Integral of an integral of a dot product?

[2thumbsGuy]

Homework Statement

A coil with N loops and radius R is surrounds a very long solenoid of radius r and n turns per meter.

The current in the solenoid is varying sinusoidally with time according to the relation I(t)=I₀sin(2πft)

where I₀ is the maximum value of the current, and f is its frequency. (This is the type of current supplied by the power company.) If R >> r, show that the induced emf in the coil is given by

ε=-2π²μ₀fNnr²I₀cos(2πft)

Homework Equations

I(t)=I₀sin(2πft)
$\Phi$B = ∫$\vec{B}$∙d$\vec{A}$
B = $\mu$₀nI
ε=N|(d$\Phi$B)$/$dt|

The Attempt at a Solution

Substituting the above,
ε=N|(d∫$\mu$₀nI₀sin(2πft)∙d$\vec{A}$)$/$dt|

ε=N$\mu$₀nI₀|(d∫sin(2πft)∙d$\vec{A}$)$/$dt|

∫sin(2πft) = -cos(2πft)/2π

I believe (d∫sin(2πft)∙d$\vec{A}$)$/$dt is a double integral, but if I evaluate I just end up with stuff in the denominator, which does not match with the answer.

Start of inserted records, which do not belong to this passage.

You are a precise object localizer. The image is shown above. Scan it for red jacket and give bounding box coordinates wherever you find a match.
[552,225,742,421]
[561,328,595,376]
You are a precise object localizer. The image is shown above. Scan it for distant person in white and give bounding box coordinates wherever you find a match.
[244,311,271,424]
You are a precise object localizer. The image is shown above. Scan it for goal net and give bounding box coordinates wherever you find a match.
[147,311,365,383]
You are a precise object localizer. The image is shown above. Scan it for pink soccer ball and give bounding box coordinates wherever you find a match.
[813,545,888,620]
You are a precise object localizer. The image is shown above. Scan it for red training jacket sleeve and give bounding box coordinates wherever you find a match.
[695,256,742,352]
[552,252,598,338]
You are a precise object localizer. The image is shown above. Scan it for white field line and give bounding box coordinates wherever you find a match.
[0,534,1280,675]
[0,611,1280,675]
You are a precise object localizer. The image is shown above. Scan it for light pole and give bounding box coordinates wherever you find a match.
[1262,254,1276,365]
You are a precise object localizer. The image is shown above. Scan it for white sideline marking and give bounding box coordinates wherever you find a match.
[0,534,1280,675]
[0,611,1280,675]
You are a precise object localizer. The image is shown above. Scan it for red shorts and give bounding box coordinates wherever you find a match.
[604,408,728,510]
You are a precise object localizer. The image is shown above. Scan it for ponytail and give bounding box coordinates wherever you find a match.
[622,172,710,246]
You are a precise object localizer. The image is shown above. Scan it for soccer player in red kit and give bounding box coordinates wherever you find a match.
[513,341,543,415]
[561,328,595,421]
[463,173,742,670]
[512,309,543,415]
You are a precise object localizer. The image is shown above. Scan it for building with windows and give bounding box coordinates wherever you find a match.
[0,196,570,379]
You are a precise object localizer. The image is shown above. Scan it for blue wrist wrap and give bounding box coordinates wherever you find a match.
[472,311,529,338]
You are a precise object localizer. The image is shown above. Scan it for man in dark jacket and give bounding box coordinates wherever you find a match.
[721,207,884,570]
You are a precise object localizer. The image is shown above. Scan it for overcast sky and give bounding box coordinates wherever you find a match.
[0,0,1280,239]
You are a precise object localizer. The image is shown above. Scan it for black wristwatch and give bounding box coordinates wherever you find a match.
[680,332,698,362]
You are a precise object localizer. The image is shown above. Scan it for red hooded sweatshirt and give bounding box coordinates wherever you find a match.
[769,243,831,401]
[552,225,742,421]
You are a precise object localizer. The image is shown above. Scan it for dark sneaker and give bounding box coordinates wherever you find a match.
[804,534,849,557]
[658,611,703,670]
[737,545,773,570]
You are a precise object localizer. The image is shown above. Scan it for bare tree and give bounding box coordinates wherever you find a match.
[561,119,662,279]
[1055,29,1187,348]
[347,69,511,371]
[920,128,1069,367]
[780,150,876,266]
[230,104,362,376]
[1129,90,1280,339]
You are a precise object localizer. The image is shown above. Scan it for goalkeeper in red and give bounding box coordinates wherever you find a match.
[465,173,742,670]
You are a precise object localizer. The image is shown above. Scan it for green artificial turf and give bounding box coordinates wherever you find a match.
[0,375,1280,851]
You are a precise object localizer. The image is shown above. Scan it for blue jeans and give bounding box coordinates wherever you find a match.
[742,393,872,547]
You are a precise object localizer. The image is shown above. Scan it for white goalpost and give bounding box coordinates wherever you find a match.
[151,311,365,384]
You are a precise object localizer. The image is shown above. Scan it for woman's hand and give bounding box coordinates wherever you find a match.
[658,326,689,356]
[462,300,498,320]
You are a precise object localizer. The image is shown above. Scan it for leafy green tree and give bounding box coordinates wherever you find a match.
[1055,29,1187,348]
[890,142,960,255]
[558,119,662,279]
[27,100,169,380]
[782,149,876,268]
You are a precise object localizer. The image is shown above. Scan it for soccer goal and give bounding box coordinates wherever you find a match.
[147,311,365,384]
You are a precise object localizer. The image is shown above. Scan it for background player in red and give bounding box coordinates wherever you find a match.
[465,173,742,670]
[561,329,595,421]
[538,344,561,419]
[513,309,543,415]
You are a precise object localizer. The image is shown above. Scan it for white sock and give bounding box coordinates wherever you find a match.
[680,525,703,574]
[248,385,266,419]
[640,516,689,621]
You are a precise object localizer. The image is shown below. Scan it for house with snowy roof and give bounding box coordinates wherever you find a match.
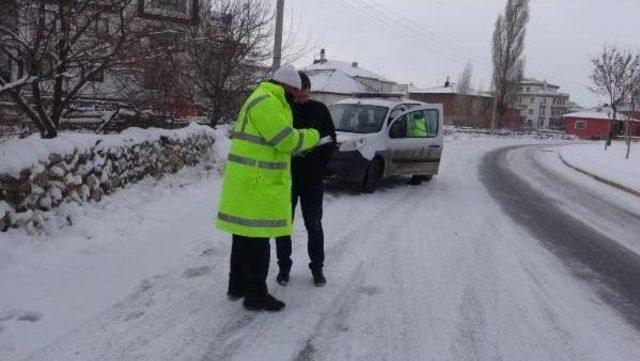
[304,49,397,105]
[408,79,493,128]
[562,107,640,139]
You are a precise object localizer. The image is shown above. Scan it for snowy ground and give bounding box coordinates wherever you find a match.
[562,141,640,192]
[0,139,640,361]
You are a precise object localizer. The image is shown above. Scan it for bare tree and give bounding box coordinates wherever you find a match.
[591,45,640,150]
[492,0,529,128]
[187,0,273,124]
[625,74,640,159]
[0,0,136,138]
[114,22,195,121]
[454,61,473,125]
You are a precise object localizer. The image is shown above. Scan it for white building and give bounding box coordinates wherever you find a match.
[304,49,398,105]
[515,79,569,129]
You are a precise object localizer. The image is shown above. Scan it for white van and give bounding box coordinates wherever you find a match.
[327,95,444,193]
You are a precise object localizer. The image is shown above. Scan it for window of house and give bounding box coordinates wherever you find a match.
[95,18,109,35]
[151,0,187,13]
[0,55,11,83]
[87,68,104,83]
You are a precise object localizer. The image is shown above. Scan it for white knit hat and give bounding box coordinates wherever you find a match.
[271,64,302,89]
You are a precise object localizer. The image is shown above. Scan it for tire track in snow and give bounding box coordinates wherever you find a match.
[480,146,640,330]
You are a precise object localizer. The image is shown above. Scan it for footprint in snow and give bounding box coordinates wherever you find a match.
[184,266,211,278]
[0,311,42,322]
[359,286,382,296]
[17,311,42,322]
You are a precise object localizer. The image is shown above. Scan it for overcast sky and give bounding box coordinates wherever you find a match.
[285,0,640,106]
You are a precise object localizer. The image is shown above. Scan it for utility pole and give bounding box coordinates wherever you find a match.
[273,0,284,70]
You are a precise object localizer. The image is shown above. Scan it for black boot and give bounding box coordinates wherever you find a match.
[227,290,244,301]
[311,268,327,287]
[276,269,289,286]
[242,293,285,312]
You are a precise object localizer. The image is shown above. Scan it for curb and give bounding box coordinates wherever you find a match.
[558,151,640,198]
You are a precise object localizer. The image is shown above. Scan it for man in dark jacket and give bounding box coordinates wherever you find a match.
[276,72,336,286]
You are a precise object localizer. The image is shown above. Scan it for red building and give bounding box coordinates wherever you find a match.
[563,108,640,139]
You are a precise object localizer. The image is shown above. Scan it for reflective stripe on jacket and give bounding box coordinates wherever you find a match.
[216,82,319,237]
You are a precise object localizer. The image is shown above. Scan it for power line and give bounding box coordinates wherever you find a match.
[332,0,459,60]
[356,0,466,55]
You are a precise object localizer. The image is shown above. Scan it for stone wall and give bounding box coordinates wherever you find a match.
[0,127,215,232]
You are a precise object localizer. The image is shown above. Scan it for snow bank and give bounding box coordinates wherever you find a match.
[0,123,216,177]
[560,142,640,192]
[444,125,577,141]
[0,124,220,231]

I have no intuition for dot products and only a passable understanding of integrals, mathematically. I understand what they do, what they are for in layman's terms, but expressing it in mathematical terms is my perennial weakness. For the love of Congressman Weiner, help me to understand!

 

[lanedance]

hey 2 thumbs guy you can write a whole equation in tex eg.
$$\Phi_B = \int \vec{B} \bullet \vec{dA}$$

 

[lanedance]

note that B is a vector, so has a direction along the axis of the cylinder, call it the z direction
$$\vec{B} = \begin{pmatrix} 0 \\ 0 \\ \mu_0 n I \end{pmatrix}$$

similarly the element of area has a direction normal to the surface, as you are considering a cross section of the sphere, this will also be in the z direction, and can consider a scalar area element dA = dxdy
$$\vec{dA} = \begin{pmatrix} 0 \\ 0 \\ dA \end{pmatrix} = \begin{pmatrix} 0 \\ 0 \\ dxdy \end{pmatrix}$$

 

[lanedance]

then the integral becomes
$$\Phi_B = \int \vec{B} \bullet \vec{dA} <br /> = \int \mu_0 n I_0 Sin(2 \pi ft) dA= \int \int \mu_0 n I_0 Sin(2 \pi ft) dxdy$$

Note the integral is over x & y not t, in fact the integrand doesn't depend on x or y, so just evaluates to the area of the circle, (A), multiplied by the integrand:
$$\int \int \mu_0 n I_0 Sin(2 \pi ft) dxdy = \mu_0 n I_0 Sin(2 \pi ft) \int \int dxdy = \mu_0 n I_0 Sin(2 \pi ft) A$$

 

[2thumbsGuy]

Thanks for the tex tips, lane, and the re-introduction of the dot product. But I guess I'm confused on why the B vector and dxdy are both on the z axis. Shouldn't they be perpendicular? I thought the area vector pointed normally from the axis, hence our concern for sin, and ultimately -cos.

And what you suggest mean that $$\mu_0 n I_0 Sin(2πft) A = πr^2 μ_0 nI_0 Sin(2πft)$$, which doesn't give me a negative cosine as I would expect.